Cela marche-t-il ? Le problème pour Nozick est illustré par une question simple : « Que ne veulent pas les anarchistes ? » Sous l’anarchisme, les indépendants étaient des indépendants précisément parce qu’ils ne voulaient pas assez des services de protection de l’agence pour les payer. Peut-être qu’ils pensaient que le prix était trop élevé. Peut-être qu’ils pensaient qu’ils pouvaient mieux protéger leurs droits par eux-mêmes. Peut-être qu’ils avaient gardé une position de principe contre un marché de la protection des droits. Les raisons précises que les indépendants choisissent pour leur statut d’indépendant importent peu. Ce qui importe, c’est qu’ils le choisissent – et qu’ils rejettent la protection de l’agence aux prix de l’agence.

Mais l’État ultra-minimal, puisqu’il devient un véritable État, contraint les indépendants à accepter ses services et les contraint ensuite à payer pour ces services. Nozick espère empêcher cette force d’évoluer vers une violation des droits en faisant en sorte que l’État ultra-minimal compense les indépendants par des services – des services que les indépendants ne voulaient précisément pas en premier lieu.

Pour cette raison, la plupart des anarchistes trouvent que la justification morale de Nozick pour l’État est loin d’être nécessaire. C’est comme si Nozick disait : « Je vais vous forcer à écouter mon album même si vous ne voulez pas – et je vais vous le faire payer aussi.
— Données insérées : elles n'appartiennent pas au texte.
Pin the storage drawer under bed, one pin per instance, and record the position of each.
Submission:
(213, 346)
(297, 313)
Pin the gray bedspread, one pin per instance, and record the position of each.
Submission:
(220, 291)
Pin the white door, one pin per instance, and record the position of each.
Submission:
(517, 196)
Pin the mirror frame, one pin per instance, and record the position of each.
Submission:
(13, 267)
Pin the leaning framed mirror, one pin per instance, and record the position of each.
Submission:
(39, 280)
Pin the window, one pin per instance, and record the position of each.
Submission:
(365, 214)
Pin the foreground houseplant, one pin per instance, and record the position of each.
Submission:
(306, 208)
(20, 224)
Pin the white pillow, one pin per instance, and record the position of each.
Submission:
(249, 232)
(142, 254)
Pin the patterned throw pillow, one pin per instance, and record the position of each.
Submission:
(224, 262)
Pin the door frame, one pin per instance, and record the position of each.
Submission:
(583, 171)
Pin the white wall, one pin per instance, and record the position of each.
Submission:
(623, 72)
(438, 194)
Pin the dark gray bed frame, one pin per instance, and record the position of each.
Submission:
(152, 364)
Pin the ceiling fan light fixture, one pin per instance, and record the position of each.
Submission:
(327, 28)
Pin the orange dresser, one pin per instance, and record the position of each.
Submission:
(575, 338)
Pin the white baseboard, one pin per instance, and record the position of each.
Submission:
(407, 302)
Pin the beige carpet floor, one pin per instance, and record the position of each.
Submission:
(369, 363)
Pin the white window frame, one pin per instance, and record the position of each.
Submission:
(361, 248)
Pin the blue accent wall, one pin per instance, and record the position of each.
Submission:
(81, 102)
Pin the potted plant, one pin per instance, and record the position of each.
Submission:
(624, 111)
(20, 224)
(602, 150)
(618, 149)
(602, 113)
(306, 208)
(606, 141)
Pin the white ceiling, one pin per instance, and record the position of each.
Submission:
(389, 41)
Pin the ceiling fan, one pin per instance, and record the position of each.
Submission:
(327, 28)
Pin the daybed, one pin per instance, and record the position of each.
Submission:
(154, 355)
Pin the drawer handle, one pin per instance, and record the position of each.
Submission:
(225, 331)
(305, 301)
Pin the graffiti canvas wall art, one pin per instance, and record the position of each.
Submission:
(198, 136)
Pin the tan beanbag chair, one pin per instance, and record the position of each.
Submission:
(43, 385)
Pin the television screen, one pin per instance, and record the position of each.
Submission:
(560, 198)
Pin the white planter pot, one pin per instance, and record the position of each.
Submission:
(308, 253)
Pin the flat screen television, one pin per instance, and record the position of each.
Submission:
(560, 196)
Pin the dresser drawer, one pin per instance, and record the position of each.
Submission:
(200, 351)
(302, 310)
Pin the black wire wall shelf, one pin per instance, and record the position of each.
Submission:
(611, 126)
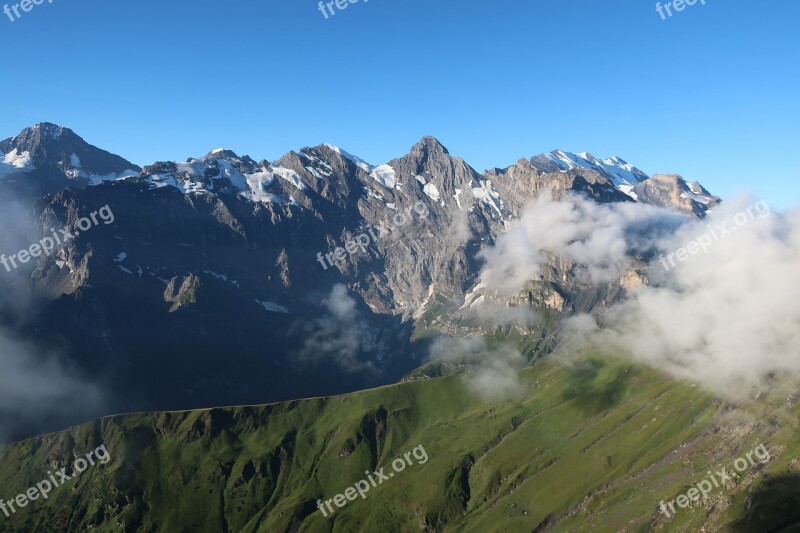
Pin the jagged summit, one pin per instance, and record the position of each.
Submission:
(222, 153)
(430, 144)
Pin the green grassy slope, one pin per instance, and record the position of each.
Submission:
(590, 448)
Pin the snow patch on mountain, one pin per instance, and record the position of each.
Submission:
(432, 192)
(486, 194)
(15, 162)
(615, 169)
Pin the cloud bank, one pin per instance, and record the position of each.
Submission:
(726, 316)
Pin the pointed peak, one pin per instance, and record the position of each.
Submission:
(430, 144)
(222, 153)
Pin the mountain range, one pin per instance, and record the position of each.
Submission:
(223, 281)
(211, 269)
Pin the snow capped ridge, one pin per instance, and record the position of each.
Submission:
(616, 169)
(360, 163)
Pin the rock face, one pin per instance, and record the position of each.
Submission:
(671, 190)
(249, 282)
(46, 158)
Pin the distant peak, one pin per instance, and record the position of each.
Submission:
(430, 144)
(222, 153)
(45, 130)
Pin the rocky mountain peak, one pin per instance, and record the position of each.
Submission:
(430, 145)
(222, 153)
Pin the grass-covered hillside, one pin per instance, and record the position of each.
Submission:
(589, 448)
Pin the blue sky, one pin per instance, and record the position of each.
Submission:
(710, 93)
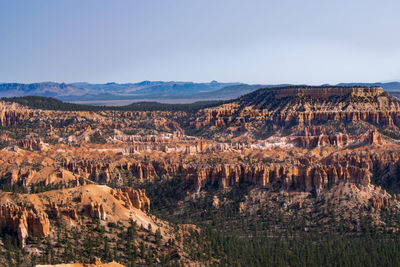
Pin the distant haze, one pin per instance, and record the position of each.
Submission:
(254, 42)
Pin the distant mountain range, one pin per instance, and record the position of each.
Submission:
(146, 90)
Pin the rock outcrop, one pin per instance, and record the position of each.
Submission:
(23, 220)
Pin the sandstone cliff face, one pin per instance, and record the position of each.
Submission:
(22, 220)
(132, 198)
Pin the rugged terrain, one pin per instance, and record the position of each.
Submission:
(291, 161)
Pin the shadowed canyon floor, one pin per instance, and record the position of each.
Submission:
(278, 167)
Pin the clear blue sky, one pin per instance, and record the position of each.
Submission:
(269, 42)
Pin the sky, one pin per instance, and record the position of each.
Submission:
(257, 42)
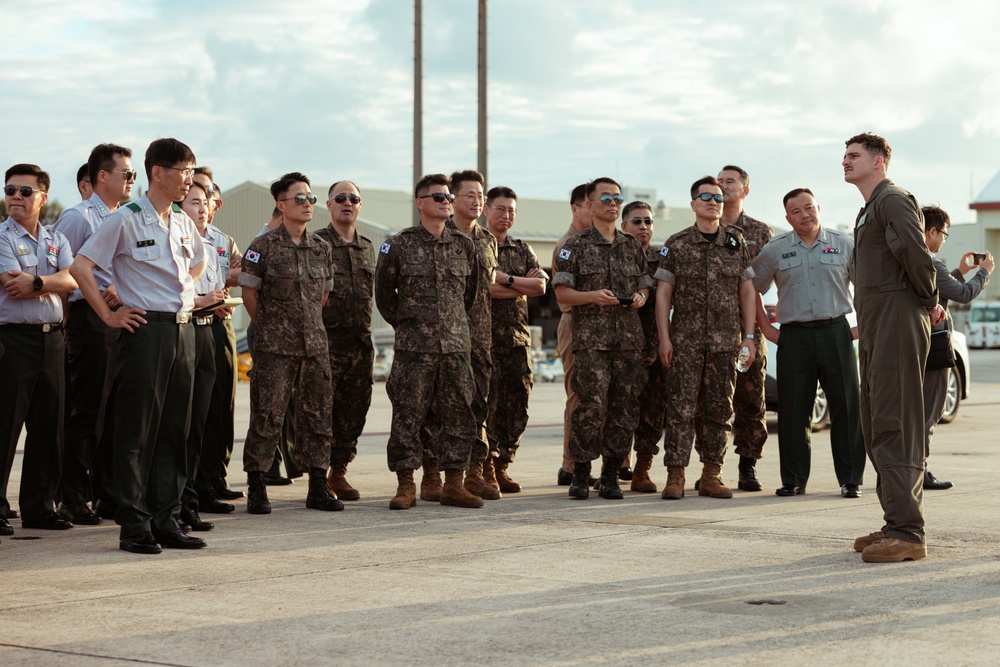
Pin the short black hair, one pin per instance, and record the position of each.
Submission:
(500, 191)
(166, 153)
(25, 169)
(102, 158)
(792, 194)
(280, 186)
(704, 180)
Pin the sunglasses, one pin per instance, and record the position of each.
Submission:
(26, 190)
(301, 199)
(341, 198)
(439, 197)
(708, 196)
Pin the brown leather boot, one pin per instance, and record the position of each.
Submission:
(430, 482)
(711, 482)
(454, 492)
(674, 490)
(406, 492)
(489, 473)
(475, 483)
(338, 484)
(507, 485)
(640, 474)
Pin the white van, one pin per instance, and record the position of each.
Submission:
(984, 324)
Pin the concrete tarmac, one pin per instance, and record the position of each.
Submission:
(534, 578)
Mais ne vous inquiétez pas ! Vous aurez une compensation pour cette coercition en pouvant écouter mon album ! »

Finalement, presque personne ne pense que l’argument de Nozick contre l’anarchisme tient. Il peut bien sûr y avoir d’autres moyens d’obtenir de vrais droits naturels dans un État moralement légitime. Mais pour les avoir, nous devrons regarder ailleurs.


* Cet article d’Aaron Ross Powell a été originellement publié sur libertarianism.org, un projet du Cato Institute.